En son gerçekleştirilen çalıştayda, ikinci yüzyıla çağrı
beyannamesi yayınladıklarını ifade eden Kılıçdaroğlu, “Bir yüzyıl geçti. 2023’den
sonra ikinci yüzyılı başlayacağız. 2. yüzyıla başlarken bu ülkede huzurun,
demokrasinin, gelişmenin, kalkınmanın, her mahallede her köyde bütün Türkiye’de
huzur olsun istiyoruz. Elbette ki farklı düşünebiliriz ama hepimizin bayrak ve vatan
aşkı kaçınılmazıdır. Bu bayrak ve vatanda huzur içinde yaşamak istiyoruz. Neler
yaşayacağız, neler düşünüyoruz, muhtarla ilgili onu anlatacağız. Muhtarlık kurumu
tarihçesi anlatıldı ama bu kurum ne kadar değerli, ne kadar önemli siyaset bu
kuruma yeterli desteği veriyor mu? Siyasi partiler yani devleti yönetenler
muhtarlık kurumuna yeteri önemi ve değeri veriyor mu? Ben diyeyim vermiyor. Değeri
ve önemi nasıl vereceğiz?
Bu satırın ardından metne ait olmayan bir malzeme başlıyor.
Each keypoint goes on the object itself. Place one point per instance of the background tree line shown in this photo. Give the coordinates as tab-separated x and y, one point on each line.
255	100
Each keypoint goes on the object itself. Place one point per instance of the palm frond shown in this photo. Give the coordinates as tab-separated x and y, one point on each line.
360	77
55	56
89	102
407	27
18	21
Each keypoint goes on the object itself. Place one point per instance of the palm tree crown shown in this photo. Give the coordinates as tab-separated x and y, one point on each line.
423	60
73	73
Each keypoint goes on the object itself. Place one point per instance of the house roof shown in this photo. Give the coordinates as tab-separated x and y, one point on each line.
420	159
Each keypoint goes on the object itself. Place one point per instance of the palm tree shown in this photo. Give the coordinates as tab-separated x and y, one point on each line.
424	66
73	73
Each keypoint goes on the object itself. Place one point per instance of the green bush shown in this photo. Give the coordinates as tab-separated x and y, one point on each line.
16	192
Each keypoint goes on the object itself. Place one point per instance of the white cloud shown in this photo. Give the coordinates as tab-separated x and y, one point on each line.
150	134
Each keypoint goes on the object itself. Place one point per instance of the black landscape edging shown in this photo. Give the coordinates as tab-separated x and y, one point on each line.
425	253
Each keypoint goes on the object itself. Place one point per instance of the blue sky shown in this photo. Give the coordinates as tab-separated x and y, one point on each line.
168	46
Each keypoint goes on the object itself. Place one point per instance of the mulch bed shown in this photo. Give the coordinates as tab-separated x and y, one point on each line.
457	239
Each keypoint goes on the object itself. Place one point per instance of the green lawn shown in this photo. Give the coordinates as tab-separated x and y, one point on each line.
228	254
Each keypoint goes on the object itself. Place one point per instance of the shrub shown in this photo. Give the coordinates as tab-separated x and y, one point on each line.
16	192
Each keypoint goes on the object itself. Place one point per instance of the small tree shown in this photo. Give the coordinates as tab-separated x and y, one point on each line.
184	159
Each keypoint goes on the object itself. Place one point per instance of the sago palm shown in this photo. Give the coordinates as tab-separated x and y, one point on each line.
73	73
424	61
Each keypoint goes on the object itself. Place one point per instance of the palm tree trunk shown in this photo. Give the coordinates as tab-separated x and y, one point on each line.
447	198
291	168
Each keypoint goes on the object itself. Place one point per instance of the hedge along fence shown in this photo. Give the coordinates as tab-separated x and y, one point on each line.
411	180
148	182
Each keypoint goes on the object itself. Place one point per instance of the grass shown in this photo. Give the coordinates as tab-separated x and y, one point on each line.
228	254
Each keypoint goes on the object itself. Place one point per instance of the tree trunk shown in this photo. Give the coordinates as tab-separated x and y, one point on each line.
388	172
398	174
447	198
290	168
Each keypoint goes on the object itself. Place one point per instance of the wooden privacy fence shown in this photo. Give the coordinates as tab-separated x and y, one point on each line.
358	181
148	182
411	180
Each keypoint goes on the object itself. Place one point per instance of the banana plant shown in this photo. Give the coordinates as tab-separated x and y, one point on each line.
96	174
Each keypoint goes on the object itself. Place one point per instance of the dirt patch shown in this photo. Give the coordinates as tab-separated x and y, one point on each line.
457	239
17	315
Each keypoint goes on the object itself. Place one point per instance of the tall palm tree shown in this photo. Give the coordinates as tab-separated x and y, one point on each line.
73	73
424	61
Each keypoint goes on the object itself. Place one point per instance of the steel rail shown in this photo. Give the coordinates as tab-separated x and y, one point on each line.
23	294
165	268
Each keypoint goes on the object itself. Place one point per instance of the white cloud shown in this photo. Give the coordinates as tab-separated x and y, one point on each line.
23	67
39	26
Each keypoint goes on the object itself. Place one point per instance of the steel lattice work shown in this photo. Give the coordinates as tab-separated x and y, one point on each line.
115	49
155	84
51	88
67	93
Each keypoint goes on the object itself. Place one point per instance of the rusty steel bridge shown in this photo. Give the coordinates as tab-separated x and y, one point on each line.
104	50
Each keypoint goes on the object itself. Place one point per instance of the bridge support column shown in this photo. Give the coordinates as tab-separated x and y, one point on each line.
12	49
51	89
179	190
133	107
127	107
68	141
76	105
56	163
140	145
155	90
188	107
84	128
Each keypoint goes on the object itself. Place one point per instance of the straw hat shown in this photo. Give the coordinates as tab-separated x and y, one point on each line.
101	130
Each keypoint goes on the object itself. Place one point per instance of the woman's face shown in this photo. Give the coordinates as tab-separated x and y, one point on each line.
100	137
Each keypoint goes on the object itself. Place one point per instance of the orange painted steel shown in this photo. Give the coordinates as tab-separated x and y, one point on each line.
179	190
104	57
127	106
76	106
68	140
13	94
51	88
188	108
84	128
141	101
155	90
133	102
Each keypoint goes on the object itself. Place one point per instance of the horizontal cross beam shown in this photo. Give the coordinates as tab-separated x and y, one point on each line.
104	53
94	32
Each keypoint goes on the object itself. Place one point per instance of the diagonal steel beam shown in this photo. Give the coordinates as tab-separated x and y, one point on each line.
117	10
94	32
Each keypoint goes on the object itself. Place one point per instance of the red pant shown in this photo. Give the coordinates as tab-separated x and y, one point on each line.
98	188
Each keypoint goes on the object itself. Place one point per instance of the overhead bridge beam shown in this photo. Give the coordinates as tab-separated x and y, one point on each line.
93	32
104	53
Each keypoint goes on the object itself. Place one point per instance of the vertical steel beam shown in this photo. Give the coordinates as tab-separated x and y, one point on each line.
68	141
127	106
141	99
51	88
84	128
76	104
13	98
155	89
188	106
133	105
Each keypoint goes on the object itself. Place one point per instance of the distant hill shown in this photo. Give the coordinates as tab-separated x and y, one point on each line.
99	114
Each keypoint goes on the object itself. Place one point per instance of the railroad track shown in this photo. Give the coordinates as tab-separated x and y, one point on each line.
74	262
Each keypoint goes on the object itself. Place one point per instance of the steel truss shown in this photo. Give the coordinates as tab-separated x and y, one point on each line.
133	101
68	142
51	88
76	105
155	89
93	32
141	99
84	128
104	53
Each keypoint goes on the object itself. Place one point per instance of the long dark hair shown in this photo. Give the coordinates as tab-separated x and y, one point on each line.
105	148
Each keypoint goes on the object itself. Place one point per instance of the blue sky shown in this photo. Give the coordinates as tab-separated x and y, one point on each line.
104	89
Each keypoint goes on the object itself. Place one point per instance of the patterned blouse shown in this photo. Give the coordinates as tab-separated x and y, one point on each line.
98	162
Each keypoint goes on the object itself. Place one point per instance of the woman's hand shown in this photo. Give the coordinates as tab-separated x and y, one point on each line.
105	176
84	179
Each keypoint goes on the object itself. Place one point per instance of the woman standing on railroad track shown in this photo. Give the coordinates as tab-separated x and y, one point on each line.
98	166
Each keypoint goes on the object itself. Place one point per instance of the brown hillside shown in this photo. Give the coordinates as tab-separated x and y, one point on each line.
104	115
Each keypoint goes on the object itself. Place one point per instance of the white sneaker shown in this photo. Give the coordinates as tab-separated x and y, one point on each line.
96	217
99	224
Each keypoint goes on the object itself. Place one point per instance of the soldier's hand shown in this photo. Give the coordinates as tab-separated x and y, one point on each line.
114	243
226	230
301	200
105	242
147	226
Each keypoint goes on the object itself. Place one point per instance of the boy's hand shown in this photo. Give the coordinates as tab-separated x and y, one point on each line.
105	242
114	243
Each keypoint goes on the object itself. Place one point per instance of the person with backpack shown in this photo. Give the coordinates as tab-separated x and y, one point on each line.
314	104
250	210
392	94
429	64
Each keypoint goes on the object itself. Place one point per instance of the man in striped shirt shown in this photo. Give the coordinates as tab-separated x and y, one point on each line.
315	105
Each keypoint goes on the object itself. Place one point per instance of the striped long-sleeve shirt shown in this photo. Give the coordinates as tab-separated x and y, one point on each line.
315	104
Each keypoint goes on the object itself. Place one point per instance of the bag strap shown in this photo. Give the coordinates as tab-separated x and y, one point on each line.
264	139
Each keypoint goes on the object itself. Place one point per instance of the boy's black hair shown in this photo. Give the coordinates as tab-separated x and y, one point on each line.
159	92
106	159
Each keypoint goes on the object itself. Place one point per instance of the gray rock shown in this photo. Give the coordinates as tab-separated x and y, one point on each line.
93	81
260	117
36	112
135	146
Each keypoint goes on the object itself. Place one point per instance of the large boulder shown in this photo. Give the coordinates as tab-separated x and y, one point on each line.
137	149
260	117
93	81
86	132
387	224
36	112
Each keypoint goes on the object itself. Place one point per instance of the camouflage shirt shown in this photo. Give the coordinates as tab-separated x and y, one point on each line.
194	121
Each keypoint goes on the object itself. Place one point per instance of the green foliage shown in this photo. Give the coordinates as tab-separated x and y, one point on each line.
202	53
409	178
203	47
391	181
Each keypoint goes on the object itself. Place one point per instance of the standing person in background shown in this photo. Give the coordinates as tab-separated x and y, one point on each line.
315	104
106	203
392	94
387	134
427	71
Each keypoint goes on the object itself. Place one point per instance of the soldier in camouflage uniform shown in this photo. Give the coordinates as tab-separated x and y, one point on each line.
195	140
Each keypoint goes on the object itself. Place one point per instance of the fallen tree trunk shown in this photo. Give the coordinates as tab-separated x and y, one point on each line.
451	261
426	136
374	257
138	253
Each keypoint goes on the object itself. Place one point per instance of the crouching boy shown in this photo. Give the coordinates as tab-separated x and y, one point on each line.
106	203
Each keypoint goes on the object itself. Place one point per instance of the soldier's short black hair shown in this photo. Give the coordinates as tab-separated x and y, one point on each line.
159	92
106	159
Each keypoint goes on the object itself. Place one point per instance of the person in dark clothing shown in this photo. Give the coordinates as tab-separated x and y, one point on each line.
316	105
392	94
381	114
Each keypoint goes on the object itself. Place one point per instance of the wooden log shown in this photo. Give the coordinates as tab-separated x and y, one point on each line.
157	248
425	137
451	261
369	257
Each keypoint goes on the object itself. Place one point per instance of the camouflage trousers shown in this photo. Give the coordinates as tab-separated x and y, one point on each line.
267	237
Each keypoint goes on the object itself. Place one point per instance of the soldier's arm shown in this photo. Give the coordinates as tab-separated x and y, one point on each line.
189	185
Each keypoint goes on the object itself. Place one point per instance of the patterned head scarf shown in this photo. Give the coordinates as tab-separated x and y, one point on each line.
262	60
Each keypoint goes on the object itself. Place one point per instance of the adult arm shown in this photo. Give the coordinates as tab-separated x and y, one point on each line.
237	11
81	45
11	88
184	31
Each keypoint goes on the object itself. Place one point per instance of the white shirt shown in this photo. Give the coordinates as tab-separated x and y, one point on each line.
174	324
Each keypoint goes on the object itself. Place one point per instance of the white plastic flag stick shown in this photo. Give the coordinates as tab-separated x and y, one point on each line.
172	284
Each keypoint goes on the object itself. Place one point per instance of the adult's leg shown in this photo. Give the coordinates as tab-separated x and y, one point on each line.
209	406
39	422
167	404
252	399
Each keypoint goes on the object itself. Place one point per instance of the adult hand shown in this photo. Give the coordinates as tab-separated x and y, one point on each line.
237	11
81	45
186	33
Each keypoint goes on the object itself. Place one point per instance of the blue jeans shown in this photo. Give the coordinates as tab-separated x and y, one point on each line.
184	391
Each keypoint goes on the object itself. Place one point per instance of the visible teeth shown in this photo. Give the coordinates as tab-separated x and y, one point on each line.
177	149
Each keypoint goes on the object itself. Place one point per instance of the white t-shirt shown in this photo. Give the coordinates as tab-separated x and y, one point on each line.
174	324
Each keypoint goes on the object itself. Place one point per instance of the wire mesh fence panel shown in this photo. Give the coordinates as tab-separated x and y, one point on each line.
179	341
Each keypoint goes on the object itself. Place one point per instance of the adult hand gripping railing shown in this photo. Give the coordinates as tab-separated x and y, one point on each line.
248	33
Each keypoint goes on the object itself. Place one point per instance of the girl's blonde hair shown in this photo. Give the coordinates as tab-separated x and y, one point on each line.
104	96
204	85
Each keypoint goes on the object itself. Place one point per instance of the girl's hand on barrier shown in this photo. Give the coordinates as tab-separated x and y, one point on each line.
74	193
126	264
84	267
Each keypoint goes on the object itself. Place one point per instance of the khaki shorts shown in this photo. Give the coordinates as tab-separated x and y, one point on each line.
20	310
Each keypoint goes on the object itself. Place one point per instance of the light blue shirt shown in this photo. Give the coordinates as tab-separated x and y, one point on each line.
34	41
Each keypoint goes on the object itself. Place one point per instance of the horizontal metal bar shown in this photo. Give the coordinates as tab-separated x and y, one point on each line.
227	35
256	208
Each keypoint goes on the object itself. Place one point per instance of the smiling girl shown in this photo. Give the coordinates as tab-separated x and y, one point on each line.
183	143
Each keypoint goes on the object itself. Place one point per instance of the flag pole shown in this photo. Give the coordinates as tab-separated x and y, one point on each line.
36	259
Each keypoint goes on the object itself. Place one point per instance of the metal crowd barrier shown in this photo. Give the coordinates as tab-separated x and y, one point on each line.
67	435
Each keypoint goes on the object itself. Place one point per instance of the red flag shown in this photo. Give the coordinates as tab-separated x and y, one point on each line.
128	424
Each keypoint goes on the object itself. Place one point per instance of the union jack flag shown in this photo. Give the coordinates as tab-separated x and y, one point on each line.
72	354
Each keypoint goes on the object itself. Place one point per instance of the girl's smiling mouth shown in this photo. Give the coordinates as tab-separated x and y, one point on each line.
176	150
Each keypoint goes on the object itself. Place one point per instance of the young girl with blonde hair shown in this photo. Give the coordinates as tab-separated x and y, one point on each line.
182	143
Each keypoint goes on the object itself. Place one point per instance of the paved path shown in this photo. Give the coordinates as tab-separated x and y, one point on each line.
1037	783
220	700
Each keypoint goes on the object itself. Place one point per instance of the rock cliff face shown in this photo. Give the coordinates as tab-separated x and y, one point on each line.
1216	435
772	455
Sadece muhtarlar önemlidir deyip alkışlarsak bunun
altı budur. Muhtarı değerli ve saygın kılmak için ne yapacağız, bunu anlatacağız”
ifadelerini kullandı.
“105 MADDEDEN OLUŞAN
BİR MUHTARLIK TEMEL KANUNUNUN TASLAĞINI HAZIRLADIK”
Muhtarlar için temel muhtarlık kanununun olmadığını dile
getiren Kılıçdaroğlu, “Buna ihtiyacımız var bizim. Görevleri, yetkileri,
sorumlulukların anlatan bir temel muhtarlık kanunu olması lazım. Bunu yaptık.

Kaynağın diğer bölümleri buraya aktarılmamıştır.